“A aprendizagem criativa e educação maker no Infantil” estará no ICLOC

Trabalho desenvolvido no Espaço Maker será apresentado no Congresso


O Espaço Maker existe na Educação Infantil como forma de valorizar o “fazer” do aluno e possibilitar o olhar para o meio, a reflexão e o entendimento de como esse ambiente funciona. Esse projeto foi desenvolvido pelas professoras Tatiana de Souza e Gabriela Maltesi e pela coordenadora pedagógica, Vivian Alboz.

O ponto de início é o estímulo às indagações, como explica Tatiana: “Os olhares se voltam para questões como ‘Por que as coisas existem?’, ‘Como funcionam?’, ‘Como é possível que existam?’. Todos esses questionamentos partem de assuntos que estão dentro do interesse das crianças, aliados com as propostas do currículo”.

Para que haja uma melhor compreensão das indagações feitas sobre os temas e objetos que são discutidos em sala de aula, os alunos produzem suas próprias versões, aplicando o conteúdo exposto.

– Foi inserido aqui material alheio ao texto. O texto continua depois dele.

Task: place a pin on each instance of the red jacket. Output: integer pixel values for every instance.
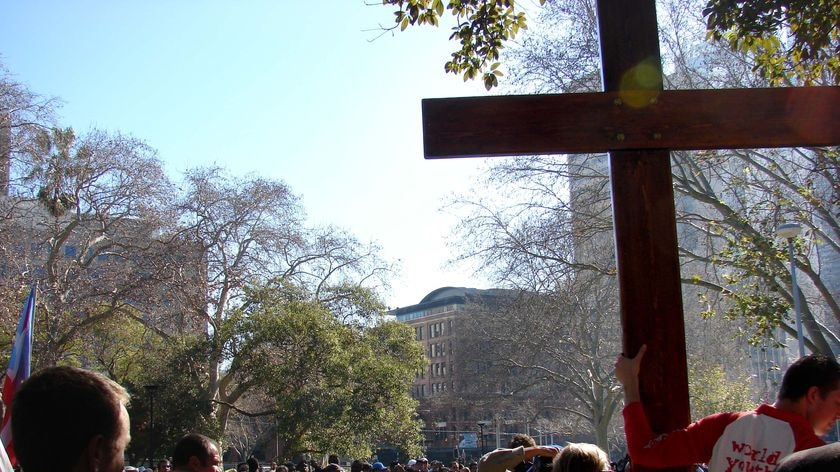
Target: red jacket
(751, 441)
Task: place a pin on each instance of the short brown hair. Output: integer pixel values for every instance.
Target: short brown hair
(193, 444)
(56, 413)
(581, 457)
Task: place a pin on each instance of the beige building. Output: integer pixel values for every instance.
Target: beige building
(455, 417)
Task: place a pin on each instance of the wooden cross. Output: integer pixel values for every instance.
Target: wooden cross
(638, 123)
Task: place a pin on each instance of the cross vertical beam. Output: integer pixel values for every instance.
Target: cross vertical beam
(644, 217)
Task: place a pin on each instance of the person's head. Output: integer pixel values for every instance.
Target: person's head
(581, 457)
(65, 418)
(521, 440)
(812, 383)
(196, 453)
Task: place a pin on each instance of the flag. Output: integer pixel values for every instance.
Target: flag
(18, 370)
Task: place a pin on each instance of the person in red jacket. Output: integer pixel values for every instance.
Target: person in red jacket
(806, 407)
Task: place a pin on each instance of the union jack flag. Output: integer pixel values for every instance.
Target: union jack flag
(17, 372)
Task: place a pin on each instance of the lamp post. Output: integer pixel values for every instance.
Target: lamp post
(151, 390)
(481, 425)
(790, 231)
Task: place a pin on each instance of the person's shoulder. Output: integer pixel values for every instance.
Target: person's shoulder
(818, 459)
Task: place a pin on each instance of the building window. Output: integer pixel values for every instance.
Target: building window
(436, 330)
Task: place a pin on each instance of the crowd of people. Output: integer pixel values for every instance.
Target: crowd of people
(66, 418)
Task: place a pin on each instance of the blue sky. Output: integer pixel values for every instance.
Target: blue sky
(298, 91)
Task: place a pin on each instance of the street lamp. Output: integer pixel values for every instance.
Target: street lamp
(481, 425)
(790, 231)
(151, 390)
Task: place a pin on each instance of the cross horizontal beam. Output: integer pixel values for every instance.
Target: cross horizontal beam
(606, 121)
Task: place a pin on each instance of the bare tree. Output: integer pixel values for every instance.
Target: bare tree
(251, 231)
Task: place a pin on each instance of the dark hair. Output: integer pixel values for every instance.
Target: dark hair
(816, 370)
(522, 440)
(193, 444)
(56, 413)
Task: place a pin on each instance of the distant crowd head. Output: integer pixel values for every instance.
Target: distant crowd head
(581, 457)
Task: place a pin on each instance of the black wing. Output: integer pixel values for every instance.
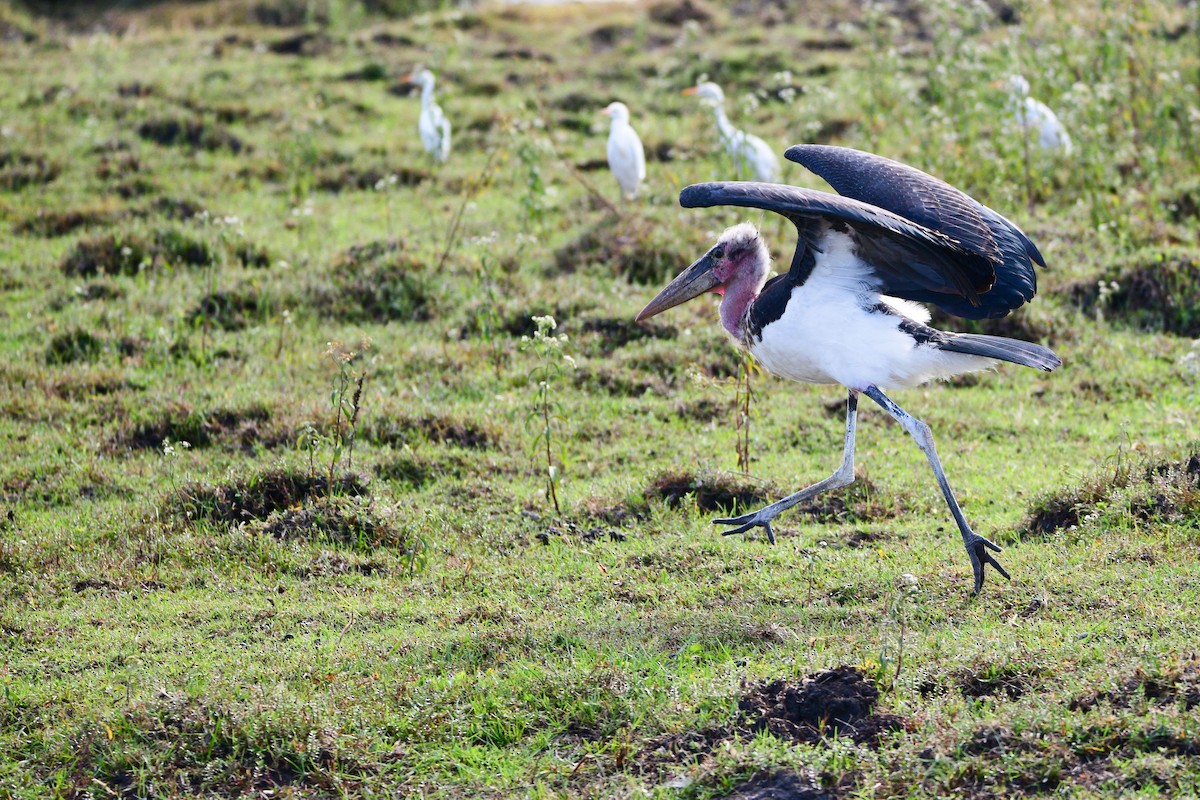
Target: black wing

Após o debate, eles expõem o repertório que já possuem, rascunham como será aquilo que irão produzir e, depois, dão início à escolha dos materiais para a elaboração do protótipo.

Os pilares do projeto são o incentivo à autoria, percebendo que são capazes de construir coisas, desenvolver um domínio sobre o uso das ferramentas, poder concretizar projetos considerados apenas imaginários e também testar suas hipóteses sobre o mundo de forma mais ativa.

“Durante todo o processo, são desenvolvidas também outras competências, como a necessidade de respeitar o momento do outro, a ideia do outro e que todos têm o direito de se expressar. É nesse momento que as crianças chegam a um consenso, que elegem uma ideia ou entendem que a junção do que foi proposto pode ser o melhor caminho”, diz Vivian.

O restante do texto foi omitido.